La conclusión de la A-8 no hizo sino acelerar este fenómeno. Había funcionarios que trabajan en Vitoria y vivían en Castro. En lo económico, quizá ha existido una ambivalencia. El acoso a los empresarios en principio daba ventaja a la tranquilidad cántabra. Pero los esfuerzos para contrarrestar la depresión vasca con grandes proyectos (o con ventajas fiscales) han ido devolviendo el atractivo a esa comunidad, con el Guggenheim como símbolo. Sin embargo, es difícil creer que la repercusión negativa del ambiente proetarra no restó capacidad de crecimiento a nuestros vecinos y, por extensión, a nuestra propia economía regional.
De hecho, la extinción de la sensación de amenaza ha consolidado un nuevo tiempo en la economía vasca, y su influencia en la economía cántabra es cada vez mayor, hasta el punto de que dirigencia e 'intelligentsia' montañesas apuntan a oriente como la solución a nuestros cuellos de botella en el desarrollo. Al 'anormalizar' Vasconia, el terrorismo 'anormalizó' también la relación cultural y productiva entre, esencialmente, Vizcaya y Cantabria.
Emmanuel Macron era un joven licenciado cuando, por mediación del historiador François Dosse, se convirtió en ayudante editorial del gran filósofo francés Paul Ricoeur, que andaba preparando la que sería su última obra monumental: 'La memoria, la historia, el olvido', publicada en el año 2000 (casualmente, conseguí la edición española en el casco viejo de Bilbao). El final de ETA no cierra, sino abre, estos tres espacios de la vivencia. En primer lugar, las memorias personales sobre un tiempo que irá siendo clausurado: memorias afectivas, dolientes, fieles a sus propias impresiones, al pesar por lo irreversible y/o al remordimiento por lo irrevocable. No parece que puedan ser memorias unánimes.

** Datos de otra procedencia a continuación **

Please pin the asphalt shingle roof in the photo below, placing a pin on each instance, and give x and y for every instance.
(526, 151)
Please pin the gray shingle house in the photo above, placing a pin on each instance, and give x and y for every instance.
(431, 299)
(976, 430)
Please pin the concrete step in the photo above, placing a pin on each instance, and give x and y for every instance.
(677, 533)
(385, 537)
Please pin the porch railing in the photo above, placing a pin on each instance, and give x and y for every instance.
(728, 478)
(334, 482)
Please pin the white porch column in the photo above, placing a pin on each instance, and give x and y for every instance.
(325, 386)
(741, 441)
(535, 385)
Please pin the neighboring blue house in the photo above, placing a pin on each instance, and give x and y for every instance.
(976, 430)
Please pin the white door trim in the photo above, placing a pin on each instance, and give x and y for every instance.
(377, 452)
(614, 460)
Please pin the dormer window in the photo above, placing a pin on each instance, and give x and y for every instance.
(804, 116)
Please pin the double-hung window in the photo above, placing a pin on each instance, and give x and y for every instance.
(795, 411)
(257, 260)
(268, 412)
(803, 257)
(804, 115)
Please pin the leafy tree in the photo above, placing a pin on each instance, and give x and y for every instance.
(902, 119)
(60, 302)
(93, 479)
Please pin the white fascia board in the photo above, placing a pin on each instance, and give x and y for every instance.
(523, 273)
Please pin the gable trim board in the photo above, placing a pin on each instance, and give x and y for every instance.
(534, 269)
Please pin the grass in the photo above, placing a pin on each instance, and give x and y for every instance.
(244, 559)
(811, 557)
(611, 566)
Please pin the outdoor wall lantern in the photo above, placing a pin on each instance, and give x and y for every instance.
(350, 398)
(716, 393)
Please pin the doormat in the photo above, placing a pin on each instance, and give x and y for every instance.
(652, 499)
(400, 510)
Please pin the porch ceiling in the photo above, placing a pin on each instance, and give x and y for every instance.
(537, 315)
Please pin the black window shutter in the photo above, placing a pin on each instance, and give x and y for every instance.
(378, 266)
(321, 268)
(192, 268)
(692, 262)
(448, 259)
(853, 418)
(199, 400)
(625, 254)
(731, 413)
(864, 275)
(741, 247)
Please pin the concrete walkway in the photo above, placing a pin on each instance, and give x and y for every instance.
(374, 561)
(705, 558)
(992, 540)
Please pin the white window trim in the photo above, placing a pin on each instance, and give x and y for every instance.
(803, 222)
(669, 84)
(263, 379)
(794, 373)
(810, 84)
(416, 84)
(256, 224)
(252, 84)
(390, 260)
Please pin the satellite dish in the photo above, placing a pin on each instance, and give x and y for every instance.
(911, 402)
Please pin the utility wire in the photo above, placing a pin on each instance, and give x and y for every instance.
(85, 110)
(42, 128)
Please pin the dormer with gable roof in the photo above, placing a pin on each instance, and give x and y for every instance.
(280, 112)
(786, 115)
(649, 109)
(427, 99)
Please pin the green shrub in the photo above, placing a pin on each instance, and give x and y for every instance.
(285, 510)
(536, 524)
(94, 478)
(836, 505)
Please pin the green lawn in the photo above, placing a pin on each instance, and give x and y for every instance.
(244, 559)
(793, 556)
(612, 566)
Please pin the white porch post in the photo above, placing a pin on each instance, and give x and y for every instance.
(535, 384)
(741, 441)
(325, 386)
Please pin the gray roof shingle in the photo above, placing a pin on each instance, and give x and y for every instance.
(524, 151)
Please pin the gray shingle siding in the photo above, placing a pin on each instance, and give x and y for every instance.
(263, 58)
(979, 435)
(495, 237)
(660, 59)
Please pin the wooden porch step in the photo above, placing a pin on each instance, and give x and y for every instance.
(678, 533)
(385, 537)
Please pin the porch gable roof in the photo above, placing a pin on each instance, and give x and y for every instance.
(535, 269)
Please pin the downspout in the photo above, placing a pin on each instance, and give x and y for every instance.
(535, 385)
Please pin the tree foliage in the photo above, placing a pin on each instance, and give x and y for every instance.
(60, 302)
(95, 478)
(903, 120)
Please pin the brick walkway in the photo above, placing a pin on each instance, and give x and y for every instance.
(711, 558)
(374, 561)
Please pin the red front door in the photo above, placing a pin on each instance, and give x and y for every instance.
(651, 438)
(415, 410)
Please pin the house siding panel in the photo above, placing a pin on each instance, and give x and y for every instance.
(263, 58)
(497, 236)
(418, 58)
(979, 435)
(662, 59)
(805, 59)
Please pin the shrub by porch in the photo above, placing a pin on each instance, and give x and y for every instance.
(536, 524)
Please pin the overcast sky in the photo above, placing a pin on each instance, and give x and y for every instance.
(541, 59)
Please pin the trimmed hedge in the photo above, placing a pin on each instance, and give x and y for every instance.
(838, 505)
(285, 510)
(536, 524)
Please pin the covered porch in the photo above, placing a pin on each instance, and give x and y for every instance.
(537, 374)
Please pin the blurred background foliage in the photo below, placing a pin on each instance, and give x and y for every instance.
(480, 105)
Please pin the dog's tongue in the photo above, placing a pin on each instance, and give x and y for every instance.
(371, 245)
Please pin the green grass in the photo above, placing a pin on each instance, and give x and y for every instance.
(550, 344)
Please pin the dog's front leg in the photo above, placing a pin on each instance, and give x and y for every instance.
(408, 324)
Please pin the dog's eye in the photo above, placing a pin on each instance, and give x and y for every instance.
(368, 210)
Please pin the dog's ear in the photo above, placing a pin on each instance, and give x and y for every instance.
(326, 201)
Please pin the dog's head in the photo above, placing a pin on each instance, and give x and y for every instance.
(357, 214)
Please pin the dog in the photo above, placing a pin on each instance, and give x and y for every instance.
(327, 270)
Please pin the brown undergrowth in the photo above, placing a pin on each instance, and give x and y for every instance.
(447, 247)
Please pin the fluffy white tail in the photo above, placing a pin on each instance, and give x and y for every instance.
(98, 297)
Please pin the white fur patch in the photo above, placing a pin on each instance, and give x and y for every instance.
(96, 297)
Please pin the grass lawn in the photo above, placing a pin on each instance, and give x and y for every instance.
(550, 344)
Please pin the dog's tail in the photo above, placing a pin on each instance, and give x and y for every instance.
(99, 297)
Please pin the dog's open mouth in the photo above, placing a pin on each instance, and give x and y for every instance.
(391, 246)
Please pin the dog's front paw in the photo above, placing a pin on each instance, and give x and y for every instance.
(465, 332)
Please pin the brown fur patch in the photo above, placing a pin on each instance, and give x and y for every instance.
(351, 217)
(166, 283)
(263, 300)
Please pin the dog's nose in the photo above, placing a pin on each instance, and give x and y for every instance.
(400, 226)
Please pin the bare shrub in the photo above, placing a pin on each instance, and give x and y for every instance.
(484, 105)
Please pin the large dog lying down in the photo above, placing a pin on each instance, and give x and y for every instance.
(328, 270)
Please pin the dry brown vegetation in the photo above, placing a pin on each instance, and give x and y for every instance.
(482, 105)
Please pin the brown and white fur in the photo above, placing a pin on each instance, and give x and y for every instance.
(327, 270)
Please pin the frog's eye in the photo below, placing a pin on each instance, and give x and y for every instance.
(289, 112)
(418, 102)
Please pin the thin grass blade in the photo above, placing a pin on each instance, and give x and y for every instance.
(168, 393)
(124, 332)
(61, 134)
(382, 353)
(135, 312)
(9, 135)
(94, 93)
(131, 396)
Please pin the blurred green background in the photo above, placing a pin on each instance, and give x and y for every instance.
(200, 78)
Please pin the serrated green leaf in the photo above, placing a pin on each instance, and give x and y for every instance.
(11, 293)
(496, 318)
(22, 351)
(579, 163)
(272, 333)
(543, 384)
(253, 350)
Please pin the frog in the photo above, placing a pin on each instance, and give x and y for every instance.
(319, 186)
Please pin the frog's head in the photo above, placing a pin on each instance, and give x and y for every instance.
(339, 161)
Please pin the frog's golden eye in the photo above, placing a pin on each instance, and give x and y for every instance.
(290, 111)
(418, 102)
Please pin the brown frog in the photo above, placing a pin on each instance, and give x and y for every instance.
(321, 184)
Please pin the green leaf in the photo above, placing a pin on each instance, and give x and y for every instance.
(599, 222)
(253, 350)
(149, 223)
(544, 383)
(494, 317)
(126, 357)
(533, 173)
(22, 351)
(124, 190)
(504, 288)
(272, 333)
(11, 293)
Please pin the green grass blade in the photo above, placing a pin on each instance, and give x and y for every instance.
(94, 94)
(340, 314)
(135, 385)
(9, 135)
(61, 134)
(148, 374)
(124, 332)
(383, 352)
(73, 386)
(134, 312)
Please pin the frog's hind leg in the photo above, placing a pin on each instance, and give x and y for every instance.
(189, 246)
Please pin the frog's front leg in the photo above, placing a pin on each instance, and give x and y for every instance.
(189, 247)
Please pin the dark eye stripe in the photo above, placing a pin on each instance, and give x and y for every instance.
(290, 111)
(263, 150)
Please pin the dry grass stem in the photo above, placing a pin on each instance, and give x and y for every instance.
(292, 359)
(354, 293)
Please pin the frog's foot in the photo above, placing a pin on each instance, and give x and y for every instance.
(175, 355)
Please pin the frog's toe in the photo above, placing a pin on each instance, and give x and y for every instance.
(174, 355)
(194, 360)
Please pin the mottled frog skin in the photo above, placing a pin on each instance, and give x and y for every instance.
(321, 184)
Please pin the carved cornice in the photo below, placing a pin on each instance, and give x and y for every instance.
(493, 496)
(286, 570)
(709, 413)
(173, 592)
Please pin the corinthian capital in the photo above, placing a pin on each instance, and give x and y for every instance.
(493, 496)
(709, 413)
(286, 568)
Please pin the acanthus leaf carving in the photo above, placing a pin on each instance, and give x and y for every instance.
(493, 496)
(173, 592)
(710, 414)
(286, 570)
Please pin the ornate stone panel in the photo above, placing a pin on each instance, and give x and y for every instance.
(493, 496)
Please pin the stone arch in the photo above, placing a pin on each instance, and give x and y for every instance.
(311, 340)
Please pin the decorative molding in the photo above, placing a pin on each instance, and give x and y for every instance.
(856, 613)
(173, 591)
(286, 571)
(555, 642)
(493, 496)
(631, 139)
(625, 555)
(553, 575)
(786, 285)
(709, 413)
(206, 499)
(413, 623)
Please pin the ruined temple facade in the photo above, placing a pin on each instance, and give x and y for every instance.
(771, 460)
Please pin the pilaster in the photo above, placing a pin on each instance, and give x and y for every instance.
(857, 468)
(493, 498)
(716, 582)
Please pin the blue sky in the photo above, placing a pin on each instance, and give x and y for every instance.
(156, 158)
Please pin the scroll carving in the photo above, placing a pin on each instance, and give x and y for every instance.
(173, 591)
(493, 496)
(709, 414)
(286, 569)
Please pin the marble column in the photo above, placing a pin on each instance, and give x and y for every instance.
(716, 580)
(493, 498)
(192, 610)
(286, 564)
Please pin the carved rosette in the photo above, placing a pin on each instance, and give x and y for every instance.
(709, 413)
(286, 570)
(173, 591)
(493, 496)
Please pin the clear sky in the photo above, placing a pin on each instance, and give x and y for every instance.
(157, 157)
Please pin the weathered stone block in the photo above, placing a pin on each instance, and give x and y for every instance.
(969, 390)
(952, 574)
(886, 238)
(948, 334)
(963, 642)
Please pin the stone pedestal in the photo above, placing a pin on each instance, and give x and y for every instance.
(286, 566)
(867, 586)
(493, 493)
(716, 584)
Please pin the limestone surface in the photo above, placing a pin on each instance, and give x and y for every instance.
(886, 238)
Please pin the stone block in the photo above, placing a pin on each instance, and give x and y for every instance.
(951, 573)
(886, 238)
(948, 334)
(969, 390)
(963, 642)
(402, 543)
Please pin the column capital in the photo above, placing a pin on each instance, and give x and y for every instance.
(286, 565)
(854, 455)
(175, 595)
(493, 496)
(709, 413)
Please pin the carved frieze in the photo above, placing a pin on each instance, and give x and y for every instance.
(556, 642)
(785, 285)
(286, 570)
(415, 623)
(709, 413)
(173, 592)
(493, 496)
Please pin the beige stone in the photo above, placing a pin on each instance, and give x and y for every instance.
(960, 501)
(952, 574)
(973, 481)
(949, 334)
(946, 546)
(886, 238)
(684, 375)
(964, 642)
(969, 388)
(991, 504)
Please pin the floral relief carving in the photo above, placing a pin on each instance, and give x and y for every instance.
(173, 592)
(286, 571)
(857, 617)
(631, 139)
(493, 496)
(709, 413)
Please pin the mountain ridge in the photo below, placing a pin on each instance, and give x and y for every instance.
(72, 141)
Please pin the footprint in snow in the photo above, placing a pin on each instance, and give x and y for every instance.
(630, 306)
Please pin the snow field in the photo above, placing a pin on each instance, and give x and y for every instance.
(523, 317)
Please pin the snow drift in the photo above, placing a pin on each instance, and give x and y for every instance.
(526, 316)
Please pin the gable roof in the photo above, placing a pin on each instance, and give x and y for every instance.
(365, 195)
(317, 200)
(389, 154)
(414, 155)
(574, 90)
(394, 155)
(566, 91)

En segundo lugar, las historias que puedan explicar de modo satisfactorio la deriva violenta de una parte del nacionalismo vasco; las complicidades interiores y exteriores que favorecieron su prolongación y que, al debilitarse por fatiga de materiales espirituales y mundanos, han dado lugar al colapso de Mr. Hyde. Estas historias sí pueden aspirar a un horizonte de encuentro argumental. Aunque la maldad sea un instinto natural, la ocasión de ejercerla es una circunstancia histórica y se puede esclarecer.
Y, en tercer lugar, el olvido, porque mucho se irá olvidando, entre la amnistía y la amnesia, pero selectivamente para alimentar supervivencias psicológicas. El olvido está vinculado en Ricoeur a la difícil operación del perdón. Hay un diferencial entre la profundidad de la falta y la altura del perdón. Puesto que la falta produce sobre todo el sentimiento de reprobación, el perdón no puede ser una mera operación intelectual o utilitaria, una estratagema. El perdón de verdad ha de ser también una emoción.
Los que están en la profundidad de la falta deben, pues, subir muchos peldaños emocionales hacia la altura del perdón (algunos presos lo han hecho ya, cara a cara ante los familiares de sus víctimas). La voz monótona leyendo el comunicado de rendición, con su fraseología del 'conflicto', parece inadecuada, robótica, para los que recordamos sucesos como aquella noche tremenda de 1992 en La Albericia. Sin embargo, parece justo que la gran explosión de ira, bombas y mentiras haya terminado en un sonido apagado, burocrático, aburrido. La épica insurgente acaba en acta notarial. Charles Péguy hizo decir a Clío, la Musa de la historia: «Me tienen por juez de instrucción, pero no soy más que la funcionaria del registro». Hoy toma nota de para qué ha servido ETA.